What I'm more talking about is the lifestyle. Some guys CANNOT STAND being away from home, and think that magically when they get to mainline they'll fly day trips to exotic destinations where the beer flows like wine. There are guys hired at Airways and Delta who are on the 190 and 717 who are doing the exact same flying I'm doing right now, and are probably going to be shocked when they move from an RJ to a slightly larger RJ to find that it's the exact same job, doing the same shuttle flights.
You'll still get re-routed, you'll still work 4 days and you'll still have to deal with the captain that grunts when you ask him if he likes stuff.
I guess what I'm saying is that you either dig the airline lifestyle or you don't. Me? I don't mind going out and doing 4-5 days worth of work at a time. My family deals with it pretty well too. Commuting? It gets frustrating sometimes, but it's never made me want to hang myself (except when I was commuting between DTW and ORD, that was horrible).
The thing is, at mainline even on the 717 at Delta flying Asheville and Norfolk turns you can still control you schedule. You can drop what you need, you can add what you need.
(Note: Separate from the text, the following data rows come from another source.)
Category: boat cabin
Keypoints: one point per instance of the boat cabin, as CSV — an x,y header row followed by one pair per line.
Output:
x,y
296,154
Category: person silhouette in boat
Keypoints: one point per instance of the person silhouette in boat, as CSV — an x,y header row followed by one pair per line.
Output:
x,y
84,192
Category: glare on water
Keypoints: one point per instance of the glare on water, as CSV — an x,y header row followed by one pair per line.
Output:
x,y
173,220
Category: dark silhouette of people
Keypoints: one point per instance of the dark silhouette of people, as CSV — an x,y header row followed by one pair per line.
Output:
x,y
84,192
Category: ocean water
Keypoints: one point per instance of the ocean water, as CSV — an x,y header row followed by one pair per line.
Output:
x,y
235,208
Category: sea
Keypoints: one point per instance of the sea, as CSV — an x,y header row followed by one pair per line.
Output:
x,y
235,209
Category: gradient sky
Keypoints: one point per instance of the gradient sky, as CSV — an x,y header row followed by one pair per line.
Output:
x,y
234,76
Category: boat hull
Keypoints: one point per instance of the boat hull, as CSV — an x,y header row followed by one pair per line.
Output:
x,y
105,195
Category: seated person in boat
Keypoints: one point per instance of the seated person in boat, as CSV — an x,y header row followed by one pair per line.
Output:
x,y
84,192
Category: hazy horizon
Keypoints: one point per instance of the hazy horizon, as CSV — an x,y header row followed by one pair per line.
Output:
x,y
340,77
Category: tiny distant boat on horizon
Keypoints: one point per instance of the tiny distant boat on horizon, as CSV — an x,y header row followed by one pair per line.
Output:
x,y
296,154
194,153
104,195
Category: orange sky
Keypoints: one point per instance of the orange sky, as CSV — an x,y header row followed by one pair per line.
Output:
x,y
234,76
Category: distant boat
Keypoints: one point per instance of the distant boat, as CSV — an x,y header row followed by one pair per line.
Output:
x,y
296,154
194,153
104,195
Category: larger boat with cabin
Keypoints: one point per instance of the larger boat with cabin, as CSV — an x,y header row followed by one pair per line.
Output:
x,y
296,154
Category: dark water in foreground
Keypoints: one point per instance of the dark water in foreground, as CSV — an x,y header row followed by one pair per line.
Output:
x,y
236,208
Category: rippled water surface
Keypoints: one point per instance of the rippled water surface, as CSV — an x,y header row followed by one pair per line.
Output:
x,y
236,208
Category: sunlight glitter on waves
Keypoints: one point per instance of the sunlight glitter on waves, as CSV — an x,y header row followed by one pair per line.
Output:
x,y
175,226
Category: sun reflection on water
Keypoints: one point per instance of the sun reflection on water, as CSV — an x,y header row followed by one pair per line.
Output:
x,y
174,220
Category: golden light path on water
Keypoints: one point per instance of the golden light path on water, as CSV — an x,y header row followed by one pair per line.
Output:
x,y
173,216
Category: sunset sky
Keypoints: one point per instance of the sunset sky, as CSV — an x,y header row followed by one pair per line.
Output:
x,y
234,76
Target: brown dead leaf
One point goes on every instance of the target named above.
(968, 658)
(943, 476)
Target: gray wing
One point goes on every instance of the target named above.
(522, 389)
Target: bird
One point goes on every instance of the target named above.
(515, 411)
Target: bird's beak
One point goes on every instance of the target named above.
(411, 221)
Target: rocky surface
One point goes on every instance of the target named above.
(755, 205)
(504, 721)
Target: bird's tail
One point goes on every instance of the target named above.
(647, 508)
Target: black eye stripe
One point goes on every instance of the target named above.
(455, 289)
I have a friend who is on reserve on the MD at Delta, he's like 2 from the bottom (exaggeration, but you get what I mean) and he can pref reserve trips to overnight where he lives (CMH), and he gets them all the time. When flying somewhere like CAE and ILM they stay in the nicest hotel in town. Not being tortured at the La Quinta by the airport with the only options for food being a Subway and a Buger King would certainly help stomach those overnights. We were in the squadron at the military job and one day he was showing me everything he can do to his schedule even while sitting lowest of the low reserve and my jaw absolutely dropped. I was in complete in utter shock I didn't realize just how different it was and I had already been flying for a regional for 2 years at that point.
Oh and the best thing even if the job was exactly the same, You're still making 120 grand to deal with it, the job is more secure, even if you're flying shuttle flights now, that doesn't mean you wont be on the bus flying to California, sitting for 18 hours flying back and being done for the week in 2 years. Oh and by the way you don't have to worry about losing your planes to another, cheaper bottom feeder.